The visitors remained mute as they took in some of the objects in the room: a cigar-store Indian, a stuffed cat, two tennis presses and a buggy whip hanging from nine-inch nails, a set of shoetrees resting on a suction bath mat—and other accoutrements signalling mental derangement. In the background was the sound of two black-andwhite televisions broadcasting in two different languages.
“Nor, every time I see you I’m like, amazed,” said JJ. “You know who you look like?”
Norval said that he did.
“You look a bit like Byron! And so do you, Noel. Although Noel looks more like Émile Nelligan.21 Samira, I meant to ask you last week. Is that a Greek name?”
“Arabic.”
“Really? It is true what they say?

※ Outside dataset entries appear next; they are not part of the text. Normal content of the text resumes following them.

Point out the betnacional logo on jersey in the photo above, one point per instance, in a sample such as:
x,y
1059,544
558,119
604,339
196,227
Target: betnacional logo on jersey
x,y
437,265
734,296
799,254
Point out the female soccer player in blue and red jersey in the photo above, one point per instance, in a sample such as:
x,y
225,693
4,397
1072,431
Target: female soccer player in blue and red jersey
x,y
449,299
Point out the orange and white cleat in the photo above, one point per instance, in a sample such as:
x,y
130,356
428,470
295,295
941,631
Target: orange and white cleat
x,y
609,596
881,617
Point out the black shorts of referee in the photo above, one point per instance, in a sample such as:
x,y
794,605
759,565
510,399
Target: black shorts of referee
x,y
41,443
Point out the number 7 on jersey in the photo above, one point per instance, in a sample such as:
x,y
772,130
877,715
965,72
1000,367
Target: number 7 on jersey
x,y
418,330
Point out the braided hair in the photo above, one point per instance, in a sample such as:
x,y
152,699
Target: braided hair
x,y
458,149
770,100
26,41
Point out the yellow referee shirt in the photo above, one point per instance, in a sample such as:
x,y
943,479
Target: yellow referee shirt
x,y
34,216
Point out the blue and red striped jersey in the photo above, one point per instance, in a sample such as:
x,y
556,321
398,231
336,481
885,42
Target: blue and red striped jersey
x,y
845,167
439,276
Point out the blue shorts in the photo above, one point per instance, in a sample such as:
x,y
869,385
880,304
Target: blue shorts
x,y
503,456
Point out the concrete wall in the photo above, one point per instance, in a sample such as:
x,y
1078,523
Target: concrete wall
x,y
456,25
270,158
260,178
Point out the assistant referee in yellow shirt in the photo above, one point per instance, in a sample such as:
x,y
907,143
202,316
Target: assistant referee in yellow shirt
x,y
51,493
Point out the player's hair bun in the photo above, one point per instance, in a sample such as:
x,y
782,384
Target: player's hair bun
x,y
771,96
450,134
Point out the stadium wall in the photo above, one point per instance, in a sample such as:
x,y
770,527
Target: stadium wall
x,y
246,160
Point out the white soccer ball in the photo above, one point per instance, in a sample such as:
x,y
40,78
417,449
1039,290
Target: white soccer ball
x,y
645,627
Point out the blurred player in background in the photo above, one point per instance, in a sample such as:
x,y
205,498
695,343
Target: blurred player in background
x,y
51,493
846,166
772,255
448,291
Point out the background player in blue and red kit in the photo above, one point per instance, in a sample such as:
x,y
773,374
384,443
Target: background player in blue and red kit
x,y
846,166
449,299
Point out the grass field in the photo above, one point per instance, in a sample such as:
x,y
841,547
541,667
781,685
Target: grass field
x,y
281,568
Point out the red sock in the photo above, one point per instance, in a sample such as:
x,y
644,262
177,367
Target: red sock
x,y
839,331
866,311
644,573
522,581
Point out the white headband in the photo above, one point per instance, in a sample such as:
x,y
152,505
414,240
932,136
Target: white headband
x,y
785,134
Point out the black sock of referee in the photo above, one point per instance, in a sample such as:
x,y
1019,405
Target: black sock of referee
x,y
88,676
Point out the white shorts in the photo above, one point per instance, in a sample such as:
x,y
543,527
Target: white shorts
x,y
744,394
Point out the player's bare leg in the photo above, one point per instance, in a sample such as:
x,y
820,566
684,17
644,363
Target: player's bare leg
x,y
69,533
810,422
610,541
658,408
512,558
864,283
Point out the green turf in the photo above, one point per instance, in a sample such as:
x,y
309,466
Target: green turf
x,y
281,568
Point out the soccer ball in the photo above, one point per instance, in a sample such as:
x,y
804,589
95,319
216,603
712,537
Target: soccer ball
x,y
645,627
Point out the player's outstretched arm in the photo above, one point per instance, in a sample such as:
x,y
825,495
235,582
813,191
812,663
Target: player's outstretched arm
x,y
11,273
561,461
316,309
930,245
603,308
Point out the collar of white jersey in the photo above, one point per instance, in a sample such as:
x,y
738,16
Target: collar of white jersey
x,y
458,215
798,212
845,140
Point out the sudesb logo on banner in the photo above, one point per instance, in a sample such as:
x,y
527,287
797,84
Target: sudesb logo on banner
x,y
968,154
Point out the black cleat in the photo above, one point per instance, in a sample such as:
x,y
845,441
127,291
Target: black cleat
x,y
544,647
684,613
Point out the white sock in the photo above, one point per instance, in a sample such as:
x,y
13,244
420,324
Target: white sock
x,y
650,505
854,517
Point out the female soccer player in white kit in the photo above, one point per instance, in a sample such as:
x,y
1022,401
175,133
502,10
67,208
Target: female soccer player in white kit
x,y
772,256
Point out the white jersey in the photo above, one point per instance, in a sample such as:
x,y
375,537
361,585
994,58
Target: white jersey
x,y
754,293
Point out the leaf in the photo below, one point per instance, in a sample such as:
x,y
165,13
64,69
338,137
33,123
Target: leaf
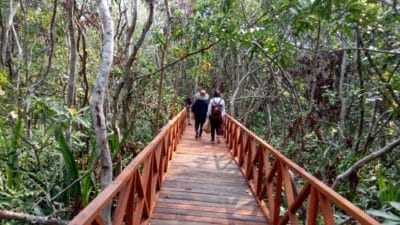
x,y
382,214
395,205
71,166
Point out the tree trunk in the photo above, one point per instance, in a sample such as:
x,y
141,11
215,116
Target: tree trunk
x,y
97,102
72,56
164,52
342,98
6,32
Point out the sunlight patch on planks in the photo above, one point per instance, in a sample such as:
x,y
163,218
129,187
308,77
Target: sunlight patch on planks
x,y
204,186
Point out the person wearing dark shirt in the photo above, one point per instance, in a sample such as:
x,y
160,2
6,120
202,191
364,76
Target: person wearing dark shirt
x,y
188,105
199,109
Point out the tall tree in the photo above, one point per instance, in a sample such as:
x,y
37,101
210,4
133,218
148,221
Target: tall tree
x,y
97,101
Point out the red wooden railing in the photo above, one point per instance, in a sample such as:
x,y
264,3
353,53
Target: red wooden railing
x,y
271,177
135,190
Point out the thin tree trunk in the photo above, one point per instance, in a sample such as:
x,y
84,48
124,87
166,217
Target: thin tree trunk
x,y
6,32
361,98
72,56
129,59
237,90
164,53
71,86
343,100
367,159
97,101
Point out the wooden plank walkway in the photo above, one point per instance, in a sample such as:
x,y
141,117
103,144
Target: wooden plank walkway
x,y
204,186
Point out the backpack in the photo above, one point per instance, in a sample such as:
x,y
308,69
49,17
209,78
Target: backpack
x,y
216,110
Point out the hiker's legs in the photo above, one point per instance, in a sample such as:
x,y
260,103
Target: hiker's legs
x,y
214,126
197,126
201,123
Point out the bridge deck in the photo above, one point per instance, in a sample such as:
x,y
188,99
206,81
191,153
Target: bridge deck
x,y
204,186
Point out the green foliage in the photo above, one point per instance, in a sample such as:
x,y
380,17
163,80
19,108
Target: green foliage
x,y
11,148
390,213
388,190
71,168
4,83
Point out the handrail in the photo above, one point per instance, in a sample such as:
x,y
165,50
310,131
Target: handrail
x,y
270,176
135,190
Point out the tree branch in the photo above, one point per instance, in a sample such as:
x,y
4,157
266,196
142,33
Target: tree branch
x,y
362,162
178,60
32,219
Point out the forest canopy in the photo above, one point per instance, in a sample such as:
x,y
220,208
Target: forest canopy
x,y
85,85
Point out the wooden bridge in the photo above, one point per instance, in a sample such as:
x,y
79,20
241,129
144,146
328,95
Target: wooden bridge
x,y
178,179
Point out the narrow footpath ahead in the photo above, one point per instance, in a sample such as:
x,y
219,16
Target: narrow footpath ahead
x,y
204,186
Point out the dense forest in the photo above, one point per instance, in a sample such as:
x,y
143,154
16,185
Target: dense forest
x,y
85,85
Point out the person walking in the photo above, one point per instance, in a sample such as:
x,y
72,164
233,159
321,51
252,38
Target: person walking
x,y
199,110
216,113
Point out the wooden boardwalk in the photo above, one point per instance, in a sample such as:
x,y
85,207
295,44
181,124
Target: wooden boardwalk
x,y
204,186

About the jihad?”
“What do they say?”
“That a man who dies while on jihad will be able to have sexual intercourse with seventy perpetual virgins in heaven?”
Samira smiled. “Well, it’s based on a verse from the Hadith, but it’s a literal translation that’s not … you know, embraced by many people—”
“Arabs,” said Norval, shaking his head, “were once in the vanguard of civilisation. What the hell happened?”
“You French were too,” Samira countered. “What the hell happened?”
“I knew a Greek girl in school,” said JJ, who seemed not to have heard this exchange. “You’re as beautiful as her, I met her at summer camp when I was thirteen, she had hairy legs. I was in love with her, we were never apart as teenagers, in fact I’m still in love with her. She was the thief of my virginity. I learned how to be a hippy from her. She was a bona fide hippy, even though her parents were rich. She ran away from home and grew cabbages in a farmer’s field …”
Calm down, Samira wanted to say, you’re like my mother’s neurotic Chihuahua. Calm down little guy, Norval wanted to say, you’ve had way too many chocolate bars. Noel had no wish to say anything: like faulty reception across the stormiest of airwaves, JJ’s chatter was not coming in; the blunt and boxy shapes, which gave him little trouble in the lab, were now a train wreck of tangled, dirty-white cracks, pops, bangs.
“So it didn’t work out?” said Samira. “With the Greek girl?”
“No, her parents took her to Switzerland for six months in the hope she’d meet someone else.”
“And did she?”
“No. But when she got back to Quebec she did. A member of Les Beaux Gars.”
“A rock band?”
“Biker gang. But I have a feeling she’ll come back to me. I saw her at a summer-camp reunion.